Premiere 17.9., 20 Uhr. Weitere Vorstellungen 23. und 27.9., jeweils 20 Uhr
nmz – neue musik zeitung
Mehr als Anti – „What would Zappa do?“ an der Neuköllner Oper Berlin
Kritik (nmz) – Dieter David Scholz war bei einer Uraufführung an Berlins „außergewöhnlichster“ Opernbühne: Der Neuköllner Oper. Dort haben sich Sommer Ulrickson und Moritz Gagern mit Frank Zappa als Musiker, Mensch und als Figur der Zeit- und Musikgeschichte auseinandergesetzt. Dabei geht es „um Probleme gegenwärtiger Politik, um Fußball, ums Bier, vor allem um Sex, das Hauptthema Zappas.“ 17.09.2015 – Von Dieter David Scholz
Frank Zappa galt vielen als „genialer Rock-Clown“. Er wurde als „Enfant terrible der Popkultur“ bezeichnet und als „Freak aus Utopia“. Längst ist das schillernde Rock-Phänomen in den heiligen Hallen der Hochkultur angekommen. Der geniale Held und Magier musikalischen Ideenklaus, der sich aller nur erdenklicher musikalischer Mittel bediente und keiner Pop-Gattung eindeutig zuzuordnen ist, war ein respektloser Komiker und Zyniker, der mit Fäkalsprache, Leidenschaft für alles Sexuelle und Unverwechselbarkeit seines äußeren Auftretens seinen beißenden Spott über den Wahnsinn der modernen Lebenswelt ausgoß. Für Schauspielerin und Regisseurin Sommer Ulrickson und den Komponisten Moritz Gagern war dies Anlass genug, Frank Zappa an Berlins außergewöhnlichster Opernbühne einen außergewöhnlichen Abend zu widmen. „Seine Figur als Intellektueller Rock-, Jazz- und Neue Musik-Musiker ist so singulär, dass allein das schon ein Grund ist, ihn einmal exponiert darzustellen, was gleichzeitig eine Bespiegelung der so ganz anderen heutigen Realität ist und willkommene Reibungsfläche.“ (Moritz Gagern)

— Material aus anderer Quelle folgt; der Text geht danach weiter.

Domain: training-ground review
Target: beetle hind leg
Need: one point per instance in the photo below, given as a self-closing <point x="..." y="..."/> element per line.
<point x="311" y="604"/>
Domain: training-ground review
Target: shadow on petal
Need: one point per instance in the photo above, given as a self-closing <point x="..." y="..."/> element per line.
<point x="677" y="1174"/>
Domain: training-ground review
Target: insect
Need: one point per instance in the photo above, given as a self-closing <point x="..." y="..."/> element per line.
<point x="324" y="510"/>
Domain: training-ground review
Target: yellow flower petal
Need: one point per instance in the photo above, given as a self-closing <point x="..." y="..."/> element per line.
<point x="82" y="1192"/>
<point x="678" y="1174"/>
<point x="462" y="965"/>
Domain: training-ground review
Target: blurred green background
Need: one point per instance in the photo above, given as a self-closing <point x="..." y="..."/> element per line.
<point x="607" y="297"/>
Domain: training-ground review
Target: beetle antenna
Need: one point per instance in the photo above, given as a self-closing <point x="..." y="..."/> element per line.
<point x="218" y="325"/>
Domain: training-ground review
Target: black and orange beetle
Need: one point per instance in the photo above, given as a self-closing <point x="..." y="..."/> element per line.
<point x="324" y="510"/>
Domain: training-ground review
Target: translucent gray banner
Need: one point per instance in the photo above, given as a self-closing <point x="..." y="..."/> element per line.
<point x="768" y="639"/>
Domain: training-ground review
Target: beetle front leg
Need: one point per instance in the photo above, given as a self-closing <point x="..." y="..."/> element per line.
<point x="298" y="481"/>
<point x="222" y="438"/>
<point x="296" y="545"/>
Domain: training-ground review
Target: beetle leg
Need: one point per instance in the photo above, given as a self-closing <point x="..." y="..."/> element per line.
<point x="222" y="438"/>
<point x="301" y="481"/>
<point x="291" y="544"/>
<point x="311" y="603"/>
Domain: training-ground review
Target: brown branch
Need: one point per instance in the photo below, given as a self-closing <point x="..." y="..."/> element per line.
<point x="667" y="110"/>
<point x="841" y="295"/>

Für die meisten heutigen Popmusikhörer dürfte der Name des Amerikaners sizilianischer Abstammung, der 1993 gestorben ist, nicht mehr geläufig sein. Aber schon zu Lebzeiten war sein berühmtes Klo-Foto von 1969, das in den Siebzigerjahren des letzten Jahrhunderts fast in jeder Wohngemeinschaft hing, deren Bewohner sich als irgendwie „anti“ verstanden, sehr viel bekannter als seine Musik. Die Szene wird in der Performance nachgespielt. Schauspieler Christoph Schüchner, zugleich Zappa und Radiomoderator, sitzt mit nacktem Oberkörper in Zappa-Manier auf einem Klo im Keller. Von der Decke hängen Glühbirnen, darin eine rote, die aufleuchtet, wenn man „on air“ ist: Man wohnt der letzten Sendung des Piratensenders WWZD bei. Jeden Moment wird der Strom ausgeschaltet. Die Radiostation, die im Wesentlichen aus zwei Fanatikern besteht, besitzt alles, was es von und über Zappa gibt, nur eines hat sie nicht: das nötige Geld, um die GEMA-Pauschale für Zappamusik zu bezahlen. Trotzdem oder gerade deswegen geht es um die Frage: „What would Zappa do?“ Diese Frage, die wir immer wieder stellen, ist natürlich eine ironische Anspielung auf das amerikanische „What would Jesus do?“ (Sommer Ulrickson)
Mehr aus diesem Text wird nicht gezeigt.